The current wave of social media (YouTube, MySpace, LinkedIn, blogs, etc.) is teaching us that consumers want to be a part of the conversation. As a retailer, are you engaged fully with your customers in rich dialogue about your brand, products and services? If you are not blogging and using other social media, the answer is probably “no.” I highly encourage retailers to consider making social media an integrated part of their marketing strategy. That said, you cannot just “jump in.” Like everything else in your marketing arsenal, social media needs to be carefully thought through. Your customer’s experience on your blog must be congruent with other customer touch points.
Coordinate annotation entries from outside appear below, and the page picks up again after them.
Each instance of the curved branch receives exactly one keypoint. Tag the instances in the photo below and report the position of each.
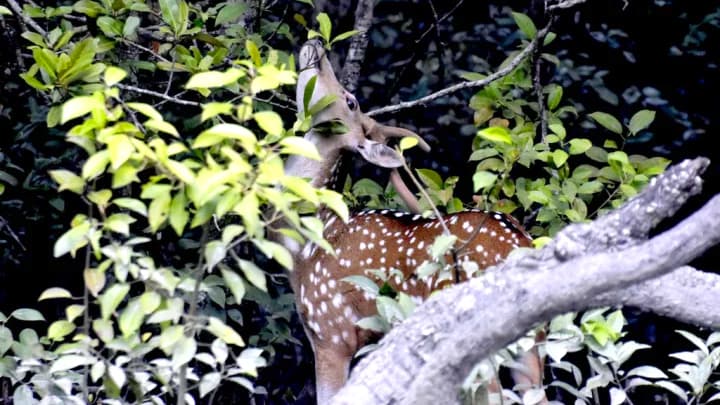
(606, 260)
(506, 70)
(27, 20)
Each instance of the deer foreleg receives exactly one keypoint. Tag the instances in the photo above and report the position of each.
(331, 372)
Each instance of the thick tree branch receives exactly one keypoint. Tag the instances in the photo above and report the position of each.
(504, 71)
(424, 359)
(358, 45)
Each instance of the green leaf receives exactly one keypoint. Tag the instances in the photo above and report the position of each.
(408, 142)
(73, 311)
(179, 215)
(608, 121)
(234, 282)
(53, 293)
(441, 245)
(113, 75)
(119, 223)
(209, 382)
(27, 314)
(641, 120)
(120, 149)
(224, 332)
(579, 145)
(162, 126)
(146, 110)
(130, 28)
(217, 133)
(110, 26)
(295, 145)
(208, 80)
(253, 273)
(213, 109)
(131, 204)
(158, 211)
(179, 170)
(69, 362)
(270, 122)
(559, 157)
(131, 318)
(73, 239)
(96, 164)
(275, 251)
(554, 97)
(68, 180)
(231, 12)
(59, 329)
(363, 283)
(590, 187)
(325, 26)
(321, 104)
(215, 252)
(254, 52)
(496, 134)
(170, 10)
(183, 352)
(111, 298)
(94, 280)
(307, 93)
(301, 188)
(483, 179)
(558, 129)
(525, 24)
(77, 107)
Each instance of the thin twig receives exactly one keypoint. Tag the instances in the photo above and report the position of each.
(358, 45)
(148, 50)
(159, 95)
(565, 4)
(537, 84)
(172, 74)
(4, 224)
(515, 62)
(29, 21)
(192, 312)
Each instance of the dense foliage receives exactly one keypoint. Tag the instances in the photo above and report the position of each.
(145, 163)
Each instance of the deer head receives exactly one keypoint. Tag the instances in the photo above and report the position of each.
(342, 126)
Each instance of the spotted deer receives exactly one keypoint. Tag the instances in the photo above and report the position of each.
(376, 239)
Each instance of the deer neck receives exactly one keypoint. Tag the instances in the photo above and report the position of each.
(324, 173)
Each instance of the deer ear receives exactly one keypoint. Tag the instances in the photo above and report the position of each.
(380, 154)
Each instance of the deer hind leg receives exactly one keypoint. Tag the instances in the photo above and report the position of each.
(531, 375)
(331, 372)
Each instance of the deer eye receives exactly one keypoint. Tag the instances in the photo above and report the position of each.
(352, 104)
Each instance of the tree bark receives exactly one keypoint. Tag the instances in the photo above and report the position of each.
(607, 262)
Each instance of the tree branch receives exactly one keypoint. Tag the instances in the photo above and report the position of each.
(514, 63)
(425, 359)
(358, 45)
(159, 95)
(29, 21)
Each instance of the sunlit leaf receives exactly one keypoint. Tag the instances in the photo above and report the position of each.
(111, 298)
(59, 329)
(496, 134)
(608, 121)
(641, 120)
(53, 293)
(224, 332)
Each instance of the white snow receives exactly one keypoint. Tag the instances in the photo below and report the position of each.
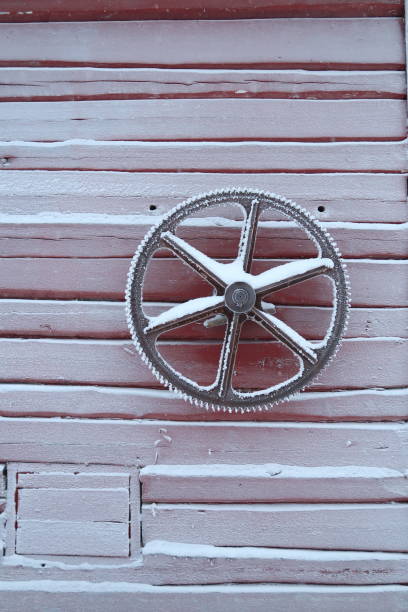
(267, 471)
(288, 270)
(196, 306)
(180, 549)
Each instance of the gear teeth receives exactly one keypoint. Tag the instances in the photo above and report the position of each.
(219, 197)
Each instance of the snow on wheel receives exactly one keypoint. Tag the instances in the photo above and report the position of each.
(237, 297)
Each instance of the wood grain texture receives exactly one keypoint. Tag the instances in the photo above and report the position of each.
(221, 119)
(224, 598)
(106, 10)
(270, 483)
(325, 526)
(360, 363)
(279, 42)
(83, 319)
(218, 238)
(82, 480)
(219, 157)
(70, 538)
(213, 564)
(132, 403)
(119, 442)
(345, 197)
(98, 279)
(167, 563)
(43, 84)
(83, 505)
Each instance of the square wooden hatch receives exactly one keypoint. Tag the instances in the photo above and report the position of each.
(73, 513)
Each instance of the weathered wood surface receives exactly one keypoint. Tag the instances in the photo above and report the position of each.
(345, 197)
(98, 279)
(100, 539)
(216, 237)
(132, 403)
(201, 156)
(68, 480)
(119, 442)
(374, 362)
(220, 119)
(326, 526)
(86, 319)
(44, 10)
(103, 597)
(195, 564)
(60, 504)
(168, 563)
(43, 84)
(365, 43)
(2, 498)
(270, 483)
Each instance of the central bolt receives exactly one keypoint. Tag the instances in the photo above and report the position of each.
(240, 297)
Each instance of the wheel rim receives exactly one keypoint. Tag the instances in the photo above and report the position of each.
(238, 296)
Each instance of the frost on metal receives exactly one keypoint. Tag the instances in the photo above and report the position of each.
(237, 297)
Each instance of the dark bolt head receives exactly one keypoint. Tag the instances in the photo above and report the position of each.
(240, 297)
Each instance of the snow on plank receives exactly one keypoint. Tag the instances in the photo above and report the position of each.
(178, 563)
(117, 442)
(205, 156)
(56, 236)
(379, 362)
(133, 403)
(42, 84)
(87, 319)
(271, 483)
(156, 120)
(344, 197)
(98, 279)
(325, 526)
(329, 43)
(71, 596)
(108, 10)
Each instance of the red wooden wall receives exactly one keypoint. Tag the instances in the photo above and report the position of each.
(107, 124)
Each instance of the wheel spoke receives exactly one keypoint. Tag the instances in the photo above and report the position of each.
(286, 335)
(205, 266)
(289, 274)
(228, 356)
(182, 314)
(248, 236)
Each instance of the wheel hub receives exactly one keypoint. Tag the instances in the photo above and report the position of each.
(240, 297)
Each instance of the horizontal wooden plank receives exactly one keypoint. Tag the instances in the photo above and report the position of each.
(76, 278)
(216, 236)
(360, 363)
(279, 42)
(219, 119)
(79, 505)
(325, 526)
(99, 539)
(216, 157)
(133, 403)
(345, 197)
(270, 483)
(117, 442)
(76, 480)
(43, 84)
(76, 319)
(106, 10)
(202, 564)
(105, 596)
(2, 481)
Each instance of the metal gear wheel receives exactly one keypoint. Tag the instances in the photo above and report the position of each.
(237, 297)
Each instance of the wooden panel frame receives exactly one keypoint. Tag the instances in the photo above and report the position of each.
(13, 471)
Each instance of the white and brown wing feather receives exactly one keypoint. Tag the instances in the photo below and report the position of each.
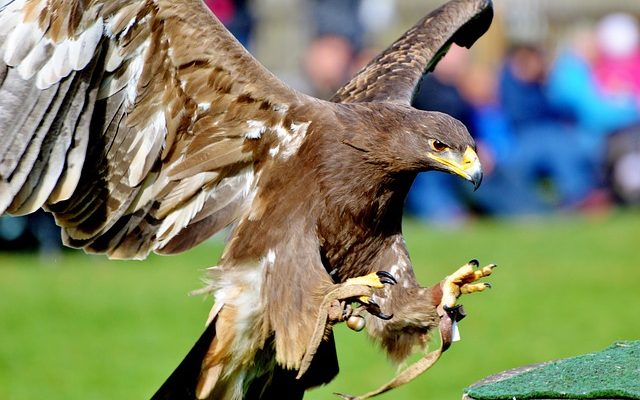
(138, 124)
(394, 74)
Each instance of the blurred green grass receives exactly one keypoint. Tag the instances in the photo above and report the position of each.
(77, 326)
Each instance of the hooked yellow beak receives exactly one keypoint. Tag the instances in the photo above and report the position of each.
(467, 167)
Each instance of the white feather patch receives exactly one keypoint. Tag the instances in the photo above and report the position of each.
(256, 129)
(56, 68)
(35, 60)
(82, 49)
(20, 42)
(148, 143)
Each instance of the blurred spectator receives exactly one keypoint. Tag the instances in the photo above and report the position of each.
(30, 232)
(338, 36)
(338, 48)
(573, 87)
(236, 16)
(503, 191)
(617, 66)
(550, 151)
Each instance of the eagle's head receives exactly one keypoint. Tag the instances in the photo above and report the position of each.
(443, 143)
(411, 140)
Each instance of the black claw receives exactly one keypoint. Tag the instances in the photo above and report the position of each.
(374, 309)
(386, 277)
(456, 313)
(384, 316)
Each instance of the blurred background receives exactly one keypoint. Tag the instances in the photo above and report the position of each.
(552, 95)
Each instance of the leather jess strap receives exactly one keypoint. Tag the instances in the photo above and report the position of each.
(448, 316)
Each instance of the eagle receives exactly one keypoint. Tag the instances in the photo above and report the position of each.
(144, 126)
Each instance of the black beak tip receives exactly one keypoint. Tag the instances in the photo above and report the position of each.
(477, 181)
(386, 277)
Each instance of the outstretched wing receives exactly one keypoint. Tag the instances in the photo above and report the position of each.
(394, 75)
(136, 123)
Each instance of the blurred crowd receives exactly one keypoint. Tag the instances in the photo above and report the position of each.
(557, 125)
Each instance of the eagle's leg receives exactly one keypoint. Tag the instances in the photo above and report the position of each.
(336, 307)
(375, 280)
(463, 282)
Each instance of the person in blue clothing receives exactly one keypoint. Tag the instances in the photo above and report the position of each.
(574, 89)
(550, 154)
(435, 198)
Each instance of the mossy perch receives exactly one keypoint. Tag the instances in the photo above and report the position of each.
(613, 373)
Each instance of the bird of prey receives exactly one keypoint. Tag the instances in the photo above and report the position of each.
(143, 125)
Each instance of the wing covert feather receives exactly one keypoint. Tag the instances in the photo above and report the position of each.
(395, 74)
(134, 122)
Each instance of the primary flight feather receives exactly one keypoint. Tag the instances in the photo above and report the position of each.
(143, 125)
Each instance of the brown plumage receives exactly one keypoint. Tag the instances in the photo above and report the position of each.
(144, 126)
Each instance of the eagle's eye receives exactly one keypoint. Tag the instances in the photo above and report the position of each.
(438, 146)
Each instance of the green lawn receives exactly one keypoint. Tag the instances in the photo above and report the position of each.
(83, 327)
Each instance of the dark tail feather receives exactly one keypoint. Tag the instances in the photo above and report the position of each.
(181, 385)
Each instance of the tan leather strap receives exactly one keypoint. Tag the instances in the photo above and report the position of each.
(447, 318)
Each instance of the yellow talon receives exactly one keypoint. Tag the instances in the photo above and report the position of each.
(372, 280)
(462, 282)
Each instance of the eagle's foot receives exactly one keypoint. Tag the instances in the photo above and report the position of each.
(375, 280)
(463, 281)
(345, 303)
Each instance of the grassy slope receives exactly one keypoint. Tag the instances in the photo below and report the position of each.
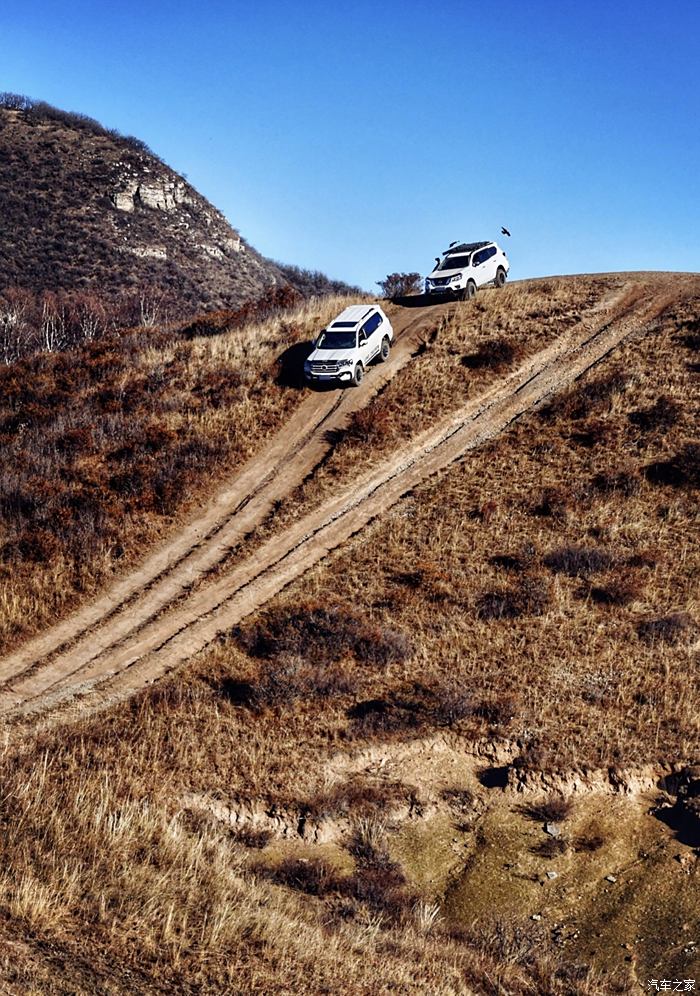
(96, 844)
(108, 446)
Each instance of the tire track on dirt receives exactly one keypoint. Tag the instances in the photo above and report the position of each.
(269, 476)
(172, 638)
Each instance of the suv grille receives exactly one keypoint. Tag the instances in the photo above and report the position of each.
(330, 367)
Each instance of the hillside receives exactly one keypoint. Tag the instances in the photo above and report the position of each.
(294, 681)
(88, 210)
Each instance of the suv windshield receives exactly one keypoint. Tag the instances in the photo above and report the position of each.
(454, 262)
(336, 340)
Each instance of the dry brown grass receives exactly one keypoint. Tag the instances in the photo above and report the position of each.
(107, 447)
(97, 857)
(480, 343)
(96, 847)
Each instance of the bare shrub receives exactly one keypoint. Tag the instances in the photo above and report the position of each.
(327, 633)
(578, 561)
(494, 354)
(551, 847)
(622, 482)
(400, 285)
(378, 881)
(588, 842)
(660, 417)
(451, 703)
(681, 471)
(381, 717)
(515, 562)
(554, 809)
(581, 400)
(252, 837)
(429, 578)
(530, 597)
(369, 425)
(553, 503)
(665, 629)
(593, 432)
(619, 590)
(313, 876)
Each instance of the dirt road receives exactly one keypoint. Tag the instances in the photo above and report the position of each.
(148, 623)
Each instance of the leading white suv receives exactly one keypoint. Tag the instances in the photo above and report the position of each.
(466, 266)
(351, 341)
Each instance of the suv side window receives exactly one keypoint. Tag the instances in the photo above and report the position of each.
(372, 323)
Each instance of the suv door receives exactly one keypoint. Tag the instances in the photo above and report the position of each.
(489, 264)
(371, 332)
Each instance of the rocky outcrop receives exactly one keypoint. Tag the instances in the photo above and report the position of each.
(89, 210)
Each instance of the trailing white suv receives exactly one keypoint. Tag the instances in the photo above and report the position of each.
(466, 266)
(351, 341)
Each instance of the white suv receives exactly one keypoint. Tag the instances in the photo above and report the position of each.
(466, 266)
(351, 341)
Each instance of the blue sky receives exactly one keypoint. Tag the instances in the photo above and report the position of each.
(362, 138)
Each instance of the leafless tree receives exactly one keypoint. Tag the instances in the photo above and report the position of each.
(54, 329)
(14, 330)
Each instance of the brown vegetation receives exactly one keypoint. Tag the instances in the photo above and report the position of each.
(391, 637)
(105, 443)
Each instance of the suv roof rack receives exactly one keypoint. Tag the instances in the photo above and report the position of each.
(465, 247)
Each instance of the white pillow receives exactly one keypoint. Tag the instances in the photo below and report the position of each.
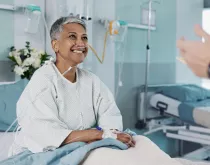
(144, 153)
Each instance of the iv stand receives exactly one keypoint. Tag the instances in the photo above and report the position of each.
(142, 124)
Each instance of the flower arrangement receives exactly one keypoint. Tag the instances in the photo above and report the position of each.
(27, 60)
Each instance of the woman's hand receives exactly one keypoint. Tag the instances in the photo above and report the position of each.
(126, 138)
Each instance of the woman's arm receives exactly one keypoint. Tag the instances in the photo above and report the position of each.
(83, 136)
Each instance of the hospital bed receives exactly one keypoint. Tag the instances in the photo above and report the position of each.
(188, 106)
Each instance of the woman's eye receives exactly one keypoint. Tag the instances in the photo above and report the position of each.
(72, 37)
(85, 38)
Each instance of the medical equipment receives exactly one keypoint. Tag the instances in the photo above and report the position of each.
(33, 14)
(117, 30)
(179, 120)
(86, 12)
(142, 122)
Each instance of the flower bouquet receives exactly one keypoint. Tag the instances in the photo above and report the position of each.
(27, 60)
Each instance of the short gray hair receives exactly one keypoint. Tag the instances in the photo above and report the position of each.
(57, 26)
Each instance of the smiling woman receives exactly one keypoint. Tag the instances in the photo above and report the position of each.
(62, 103)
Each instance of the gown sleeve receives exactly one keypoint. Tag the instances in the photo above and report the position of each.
(37, 113)
(108, 116)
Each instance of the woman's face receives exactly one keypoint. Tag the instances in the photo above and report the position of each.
(72, 45)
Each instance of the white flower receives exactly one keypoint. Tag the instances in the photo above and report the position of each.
(18, 59)
(18, 70)
(41, 52)
(11, 54)
(37, 63)
(28, 61)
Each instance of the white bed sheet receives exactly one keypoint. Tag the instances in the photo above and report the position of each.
(6, 141)
(172, 103)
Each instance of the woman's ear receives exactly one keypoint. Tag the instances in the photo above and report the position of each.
(55, 46)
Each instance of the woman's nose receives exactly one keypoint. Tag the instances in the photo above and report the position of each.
(79, 42)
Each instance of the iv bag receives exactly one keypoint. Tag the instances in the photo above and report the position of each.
(33, 14)
(121, 28)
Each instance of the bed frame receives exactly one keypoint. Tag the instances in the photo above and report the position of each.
(156, 120)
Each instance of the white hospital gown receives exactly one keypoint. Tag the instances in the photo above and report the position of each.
(51, 107)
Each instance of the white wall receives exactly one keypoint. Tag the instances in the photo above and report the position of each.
(37, 40)
(96, 32)
(189, 13)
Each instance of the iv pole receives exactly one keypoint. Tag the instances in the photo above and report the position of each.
(142, 123)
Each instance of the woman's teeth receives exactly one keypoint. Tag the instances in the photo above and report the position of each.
(77, 51)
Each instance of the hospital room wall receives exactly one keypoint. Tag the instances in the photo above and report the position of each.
(12, 33)
(188, 14)
(163, 52)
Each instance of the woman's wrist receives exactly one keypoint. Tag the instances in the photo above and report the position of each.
(98, 134)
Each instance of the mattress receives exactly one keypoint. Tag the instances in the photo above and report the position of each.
(188, 162)
(158, 100)
(6, 141)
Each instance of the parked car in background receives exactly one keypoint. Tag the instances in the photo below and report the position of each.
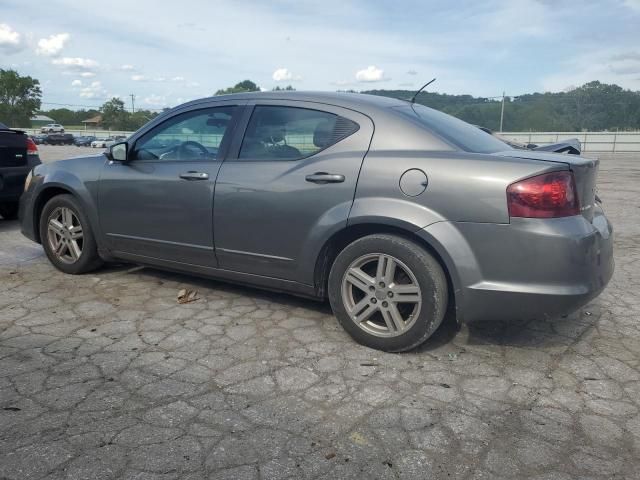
(395, 212)
(58, 139)
(52, 128)
(18, 155)
(116, 139)
(102, 142)
(84, 140)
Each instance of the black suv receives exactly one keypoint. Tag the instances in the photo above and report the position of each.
(18, 155)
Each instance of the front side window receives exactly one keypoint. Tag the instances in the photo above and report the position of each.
(291, 133)
(190, 136)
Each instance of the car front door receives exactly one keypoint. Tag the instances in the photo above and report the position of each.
(287, 186)
(158, 205)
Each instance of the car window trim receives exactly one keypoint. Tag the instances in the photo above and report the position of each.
(243, 124)
(224, 144)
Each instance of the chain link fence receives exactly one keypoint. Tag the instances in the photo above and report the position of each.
(597, 142)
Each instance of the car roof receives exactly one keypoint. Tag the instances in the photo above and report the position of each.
(355, 101)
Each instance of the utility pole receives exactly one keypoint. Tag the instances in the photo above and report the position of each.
(502, 112)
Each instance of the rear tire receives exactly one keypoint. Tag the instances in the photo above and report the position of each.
(9, 210)
(388, 292)
(67, 237)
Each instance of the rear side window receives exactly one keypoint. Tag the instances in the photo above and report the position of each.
(292, 133)
(460, 134)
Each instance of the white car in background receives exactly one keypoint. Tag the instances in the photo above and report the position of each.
(52, 128)
(102, 142)
(107, 142)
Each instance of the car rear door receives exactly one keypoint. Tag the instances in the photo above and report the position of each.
(159, 204)
(287, 185)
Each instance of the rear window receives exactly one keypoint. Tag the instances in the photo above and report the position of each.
(458, 133)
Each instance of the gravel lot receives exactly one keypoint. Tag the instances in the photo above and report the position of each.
(106, 376)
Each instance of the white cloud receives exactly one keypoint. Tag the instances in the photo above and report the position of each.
(53, 45)
(94, 90)
(284, 75)
(10, 40)
(155, 100)
(75, 63)
(370, 74)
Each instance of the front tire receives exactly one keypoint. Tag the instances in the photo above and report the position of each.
(388, 292)
(67, 237)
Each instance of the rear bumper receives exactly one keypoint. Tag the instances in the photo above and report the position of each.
(26, 215)
(530, 268)
(12, 182)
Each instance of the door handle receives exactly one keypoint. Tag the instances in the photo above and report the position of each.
(324, 177)
(194, 176)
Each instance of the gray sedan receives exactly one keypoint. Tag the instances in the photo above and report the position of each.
(393, 211)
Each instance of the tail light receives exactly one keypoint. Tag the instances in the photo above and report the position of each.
(32, 148)
(549, 195)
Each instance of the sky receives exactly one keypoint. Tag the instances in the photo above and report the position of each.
(84, 52)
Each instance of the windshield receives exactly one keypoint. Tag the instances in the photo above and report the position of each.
(460, 134)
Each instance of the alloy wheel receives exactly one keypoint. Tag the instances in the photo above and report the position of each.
(65, 236)
(381, 295)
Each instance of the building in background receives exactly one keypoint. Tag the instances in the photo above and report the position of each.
(38, 121)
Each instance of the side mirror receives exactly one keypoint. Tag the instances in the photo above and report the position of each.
(118, 152)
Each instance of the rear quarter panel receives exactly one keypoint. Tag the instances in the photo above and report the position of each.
(462, 187)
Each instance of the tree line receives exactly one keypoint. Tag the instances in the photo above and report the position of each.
(594, 106)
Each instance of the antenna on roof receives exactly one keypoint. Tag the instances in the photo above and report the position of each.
(413, 99)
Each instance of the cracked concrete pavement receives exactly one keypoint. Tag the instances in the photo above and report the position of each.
(105, 376)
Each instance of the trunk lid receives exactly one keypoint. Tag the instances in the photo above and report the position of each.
(585, 172)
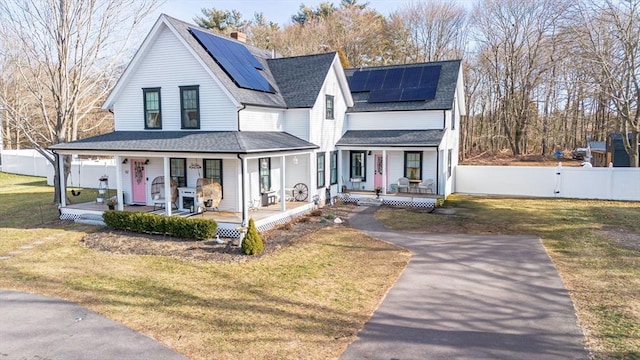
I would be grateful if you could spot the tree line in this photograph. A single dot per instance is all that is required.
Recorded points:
(540, 76)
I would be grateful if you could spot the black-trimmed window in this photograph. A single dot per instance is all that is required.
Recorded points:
(213, 169)
(190, 106)
(320, 168)
(152, 107)
(333, 168)
(413, 165)
(178, 171)
(453, 115)
(265, 174)
(449, 159)
(329, 107)
(358, 165)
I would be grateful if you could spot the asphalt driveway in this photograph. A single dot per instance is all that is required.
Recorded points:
(469, 297)
(40, 327)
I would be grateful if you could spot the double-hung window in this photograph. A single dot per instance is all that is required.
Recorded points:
(190, 107)
(152, 114)
(358, 165)
(265, 174)
(320, 157)
(178, 171)
(213, 170)
(333, 168)
(329, 107)
(413, 165)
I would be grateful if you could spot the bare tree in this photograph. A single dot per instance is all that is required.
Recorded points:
(66, 54)
(609, 33)
(436, 28)
(516, 40)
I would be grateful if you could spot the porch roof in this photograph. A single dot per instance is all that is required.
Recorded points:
(392, 138)
(241, 142)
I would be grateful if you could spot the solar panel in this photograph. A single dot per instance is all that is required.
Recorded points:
(384, 95)
(430, 76)
(393, 80)
(234, 58)
(376, 78)
(358, 81)
(411, 77)
(418, 94)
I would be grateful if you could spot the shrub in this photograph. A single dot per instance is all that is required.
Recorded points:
(188, 228)
(252, 243)
(316, 212)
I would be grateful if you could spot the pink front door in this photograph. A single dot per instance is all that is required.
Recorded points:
(138, 181)
(378, 171)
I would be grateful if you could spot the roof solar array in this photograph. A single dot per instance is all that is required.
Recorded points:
(235, 60)
(414, 83)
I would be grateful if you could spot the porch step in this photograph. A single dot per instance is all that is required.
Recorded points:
(369, 202)
(91, 219)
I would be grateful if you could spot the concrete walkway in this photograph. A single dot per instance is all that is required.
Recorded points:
(469, 297)
(40, 327)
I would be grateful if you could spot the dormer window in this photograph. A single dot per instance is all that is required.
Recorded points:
(190, 107)
(152, 115)
(329, 107)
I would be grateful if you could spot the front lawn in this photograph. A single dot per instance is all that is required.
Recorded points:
(305, 301)
(594, 244)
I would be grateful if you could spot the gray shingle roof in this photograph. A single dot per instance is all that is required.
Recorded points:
(300, 78)
(442, 101)
(241, 142)
(391, 138)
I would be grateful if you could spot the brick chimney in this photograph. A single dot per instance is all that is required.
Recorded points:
(242, 37)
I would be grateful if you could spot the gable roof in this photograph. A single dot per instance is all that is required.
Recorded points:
(297, 80)
(444, 96)
(235, 142)
(300, 78)
(395, 138)
(244, 96)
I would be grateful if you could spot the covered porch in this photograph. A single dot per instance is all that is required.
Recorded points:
(265, 217)
(397, 163)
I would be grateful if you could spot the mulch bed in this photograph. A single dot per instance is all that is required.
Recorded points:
(128, 243)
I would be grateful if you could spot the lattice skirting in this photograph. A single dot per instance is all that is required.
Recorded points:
(408, 202)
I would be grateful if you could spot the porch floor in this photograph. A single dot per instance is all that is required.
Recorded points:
(219, 216)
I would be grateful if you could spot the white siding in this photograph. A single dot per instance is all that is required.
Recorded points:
(168, 65)
(261, 119)
(397, 120)
(297, 123)
(326, 132)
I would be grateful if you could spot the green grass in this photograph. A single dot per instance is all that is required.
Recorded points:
(307, 300)
(27, 201)
(583, 238)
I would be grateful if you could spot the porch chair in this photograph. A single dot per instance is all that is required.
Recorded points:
(157, 193)
(426, 185)
(403, 184)
(208, 193)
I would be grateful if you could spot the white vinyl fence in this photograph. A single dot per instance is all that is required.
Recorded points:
(84, 173)
(563, 182)
(528, 181)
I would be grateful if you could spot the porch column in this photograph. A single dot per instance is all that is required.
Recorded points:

Other posters rightly stated that blogs work best for product categories where there is a desire for customer dialogue. Basics and consumer staples will not likely be effective blogging subjects. Consider
1) Who will be your blogger(s)? They must speak with an authentic voice, aligned with the company’s voice.
2) Can you commit to regular updates? If not, don’t start.
3) Have you prepared for the inevitable complaints and bad comments about your brand/product?
4) Have you considered a presence on other social media like MySpace or YouTube? You should. Most of your customers are in multiple social media sites–you need to be (authentically) where your customers are if you want to truly engage them in conversations.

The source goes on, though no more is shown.